Last week New York Times reporter David Carr paid a visit to the GooglePlex, to learn more about Google Book Search. His article on this got little attention, maybe because the title and lead paragraphs didn’t communicate that the subject was, in fact, Google Book Search and the Settlement. So I’m excerpting it here:
Years after cracking the very code of the Web to lucrative ends, Google may be in the midst of trying to conjure the most complicated algorithm yet: to wit, can goodness … scale along with the enterprise? Among other adventures, Google’s motives were called into question after it scanned in millions of books without permission, prompting the Authors Guild and publishers to file a class-action suit. The proposed $125 million settlement will lead to a book registry financed by Google and a huge online archive of mostly obscure books, searched and served up by Google. So is that a big win for a culture that increasingly reads on screen — or a land grab of America’s most precious intellectual property?
[Google] was happy to accommodate my visit [last Tuesday] because the founders, Sergey Brin and Larry Page, along with Mr. Schmidt, have come to believe that part of their job is explaining themselves. … Google is, broadly, the Wal-Mart of the Internet, a huge force that can set terms and price — in this case free — except Google is not selling hammers and CDs, it is operating at the vanguard of intellectual property.

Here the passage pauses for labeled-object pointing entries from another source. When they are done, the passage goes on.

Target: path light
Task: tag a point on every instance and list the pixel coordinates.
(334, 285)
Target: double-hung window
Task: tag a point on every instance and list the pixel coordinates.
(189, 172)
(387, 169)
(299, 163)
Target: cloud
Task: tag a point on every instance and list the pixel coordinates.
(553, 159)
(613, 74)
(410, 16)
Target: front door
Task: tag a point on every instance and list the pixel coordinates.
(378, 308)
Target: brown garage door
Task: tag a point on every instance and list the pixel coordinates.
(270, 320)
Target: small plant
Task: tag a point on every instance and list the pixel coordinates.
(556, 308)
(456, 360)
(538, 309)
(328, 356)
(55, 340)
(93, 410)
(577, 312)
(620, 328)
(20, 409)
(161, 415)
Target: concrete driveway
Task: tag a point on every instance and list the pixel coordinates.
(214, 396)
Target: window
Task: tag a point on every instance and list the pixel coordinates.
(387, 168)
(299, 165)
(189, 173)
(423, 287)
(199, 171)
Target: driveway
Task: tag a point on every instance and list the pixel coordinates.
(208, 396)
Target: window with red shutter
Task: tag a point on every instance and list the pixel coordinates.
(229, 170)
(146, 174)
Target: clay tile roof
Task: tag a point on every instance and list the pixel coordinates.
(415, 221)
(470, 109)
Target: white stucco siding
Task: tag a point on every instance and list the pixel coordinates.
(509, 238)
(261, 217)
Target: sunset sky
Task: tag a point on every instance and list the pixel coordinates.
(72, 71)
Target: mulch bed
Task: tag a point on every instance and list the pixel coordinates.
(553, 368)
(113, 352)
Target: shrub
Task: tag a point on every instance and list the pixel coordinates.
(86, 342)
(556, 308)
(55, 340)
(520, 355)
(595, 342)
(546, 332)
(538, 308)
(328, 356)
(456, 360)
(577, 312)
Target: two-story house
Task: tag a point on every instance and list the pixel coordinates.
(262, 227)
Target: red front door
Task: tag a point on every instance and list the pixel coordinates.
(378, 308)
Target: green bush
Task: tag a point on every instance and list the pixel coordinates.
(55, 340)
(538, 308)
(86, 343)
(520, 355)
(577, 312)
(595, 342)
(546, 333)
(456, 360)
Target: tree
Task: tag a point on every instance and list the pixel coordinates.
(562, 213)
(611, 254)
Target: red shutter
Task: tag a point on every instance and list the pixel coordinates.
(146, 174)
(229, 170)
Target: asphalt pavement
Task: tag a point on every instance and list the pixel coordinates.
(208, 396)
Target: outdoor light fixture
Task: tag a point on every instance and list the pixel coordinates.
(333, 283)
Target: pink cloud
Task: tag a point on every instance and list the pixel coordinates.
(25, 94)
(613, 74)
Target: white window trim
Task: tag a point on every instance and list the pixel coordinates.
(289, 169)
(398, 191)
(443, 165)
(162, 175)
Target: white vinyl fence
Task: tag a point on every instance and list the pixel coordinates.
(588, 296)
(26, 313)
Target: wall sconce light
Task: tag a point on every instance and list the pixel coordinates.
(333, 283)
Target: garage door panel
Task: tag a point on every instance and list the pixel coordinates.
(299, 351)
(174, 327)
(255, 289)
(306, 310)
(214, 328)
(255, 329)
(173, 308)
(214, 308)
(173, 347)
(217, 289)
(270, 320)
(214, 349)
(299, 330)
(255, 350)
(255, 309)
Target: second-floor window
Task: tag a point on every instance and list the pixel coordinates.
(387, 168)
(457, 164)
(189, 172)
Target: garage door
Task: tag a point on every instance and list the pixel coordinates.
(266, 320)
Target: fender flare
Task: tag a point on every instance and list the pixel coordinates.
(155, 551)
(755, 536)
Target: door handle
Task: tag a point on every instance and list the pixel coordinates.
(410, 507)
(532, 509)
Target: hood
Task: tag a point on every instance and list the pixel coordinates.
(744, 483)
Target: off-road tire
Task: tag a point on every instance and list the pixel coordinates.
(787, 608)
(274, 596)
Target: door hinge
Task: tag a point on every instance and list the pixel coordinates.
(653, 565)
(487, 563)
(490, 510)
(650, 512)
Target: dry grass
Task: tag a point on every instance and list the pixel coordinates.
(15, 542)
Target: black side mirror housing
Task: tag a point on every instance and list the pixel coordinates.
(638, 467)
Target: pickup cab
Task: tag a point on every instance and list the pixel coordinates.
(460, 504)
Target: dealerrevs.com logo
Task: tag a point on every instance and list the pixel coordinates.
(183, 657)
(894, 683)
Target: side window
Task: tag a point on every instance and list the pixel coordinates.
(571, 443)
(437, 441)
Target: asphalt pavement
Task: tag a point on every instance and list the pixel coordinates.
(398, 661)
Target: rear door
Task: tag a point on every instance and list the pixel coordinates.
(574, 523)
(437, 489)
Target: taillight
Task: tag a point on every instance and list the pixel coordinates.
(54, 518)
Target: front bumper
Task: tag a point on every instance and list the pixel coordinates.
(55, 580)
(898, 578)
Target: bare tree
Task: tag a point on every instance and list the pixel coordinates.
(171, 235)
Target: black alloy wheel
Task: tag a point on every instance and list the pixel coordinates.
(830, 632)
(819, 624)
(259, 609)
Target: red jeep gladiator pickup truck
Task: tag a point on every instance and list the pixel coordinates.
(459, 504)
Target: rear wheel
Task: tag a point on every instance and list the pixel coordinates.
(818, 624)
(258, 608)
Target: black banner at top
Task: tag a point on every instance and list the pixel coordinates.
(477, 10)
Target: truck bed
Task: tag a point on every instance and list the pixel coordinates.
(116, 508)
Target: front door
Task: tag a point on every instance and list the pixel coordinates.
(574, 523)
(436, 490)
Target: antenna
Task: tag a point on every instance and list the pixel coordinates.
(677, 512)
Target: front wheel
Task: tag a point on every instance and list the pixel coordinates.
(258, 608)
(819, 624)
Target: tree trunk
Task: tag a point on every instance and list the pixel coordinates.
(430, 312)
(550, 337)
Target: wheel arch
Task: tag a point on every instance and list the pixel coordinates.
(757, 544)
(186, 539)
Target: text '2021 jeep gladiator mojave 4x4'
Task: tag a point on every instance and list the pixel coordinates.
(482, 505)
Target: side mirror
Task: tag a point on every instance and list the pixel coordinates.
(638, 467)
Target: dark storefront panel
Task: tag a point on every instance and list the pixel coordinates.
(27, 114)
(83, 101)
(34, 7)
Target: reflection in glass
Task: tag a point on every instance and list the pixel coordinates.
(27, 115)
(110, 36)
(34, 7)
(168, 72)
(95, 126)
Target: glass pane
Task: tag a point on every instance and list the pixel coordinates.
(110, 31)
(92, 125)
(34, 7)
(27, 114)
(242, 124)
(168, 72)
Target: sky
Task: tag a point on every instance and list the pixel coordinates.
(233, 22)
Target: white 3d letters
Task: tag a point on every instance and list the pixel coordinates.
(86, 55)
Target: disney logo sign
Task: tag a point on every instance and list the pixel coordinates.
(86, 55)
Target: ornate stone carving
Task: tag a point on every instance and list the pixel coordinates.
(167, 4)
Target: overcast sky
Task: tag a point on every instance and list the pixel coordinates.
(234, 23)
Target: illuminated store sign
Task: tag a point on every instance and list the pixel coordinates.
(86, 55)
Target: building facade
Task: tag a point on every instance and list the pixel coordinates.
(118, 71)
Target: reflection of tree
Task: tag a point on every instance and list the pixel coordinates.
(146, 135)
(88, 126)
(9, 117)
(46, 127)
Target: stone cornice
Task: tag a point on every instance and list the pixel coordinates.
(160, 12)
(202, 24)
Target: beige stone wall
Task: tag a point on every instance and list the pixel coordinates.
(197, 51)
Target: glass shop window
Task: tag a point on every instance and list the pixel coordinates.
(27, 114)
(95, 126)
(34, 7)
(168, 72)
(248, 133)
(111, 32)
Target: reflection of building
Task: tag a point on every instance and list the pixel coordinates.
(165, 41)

The Justice Department and a number of state attorneys general, have taken an acute interest in the proposed book settlement that Google negotiated over its right to scan millions of books, many of them out of print. Revenue will be split with any known holders of the copyright, but it is the company’s dominion over so-called orphan works that has intellectual property rights advocates livid.
“It’s disgusting,” said Peter Brantley, director of access for the Internet Archive, which has been scanning books as well. “We all share the general goal of getting more books online, but the class-action settlement gives them a release of any claims of infringement in using those works. For them to say that is not a barrier to entry for other people who might scan in those works is a crock.”
The scanned book project is certainly consistent with the company’s mission, which is “to organize the world’s information and make it universally accessible and useful.” … “What I think is great about books is that people just don’t go to libraries that much, but they are in front of the computer all day,” Mr. Schmidt said. “And now they have access. If you are sitting and trying to finish a term paper at 2 in the morning, Google Books saved your rear end. That is a really oh-my-God kind of change.”
The government has not yet made this argument — filings are due in the case in September — but others have pointed out that Google has something of a monopoly because the company went ahead and scanned seven million books without permission. “To be very precise, we did not require permission to make those copies,” Mr. Schmidt said, suggesting that by scanning and making just a portion of those works available, the company was well within the provisions of fair use.
“People are bringing old narratives to this discussion rather than understanding the unique aspects of the Internet,” he added. “We are one click away from losing you as a customer, so it is very difficult for us to lock you in as a customer in a way that traditional companies have.”
In a later meeting, Mr. Brin waved his hand when it was suggested that the company’s decision to scan books and then reach a settlement had created a barrier to entry for others. (Google also has a separate commercial initiative to work with publishers to sell more current works.) “I didn’t see anyone lining up to scan books when we did it, or even now,” Mr. Brin said. “Some of them are motivated by near-term business disputes, and they don’t see this as an achievement for humanity.”
As with most matters involving Google, it is less about the specific activity than the scope of it. A company with Google’s wherewithal and ambition may have the ability to eventually seem like the only choice in all manner of endeavors.
When I told Mr. Schmidt I was worried about Google’s dominant presence in my digital life, he said: “It’s a legitimate concern. But the question is, how are we doing? Are our products working for you?” Why, yes they are. And if a book is ever written about all this, Google will probably be able to serve that up as well.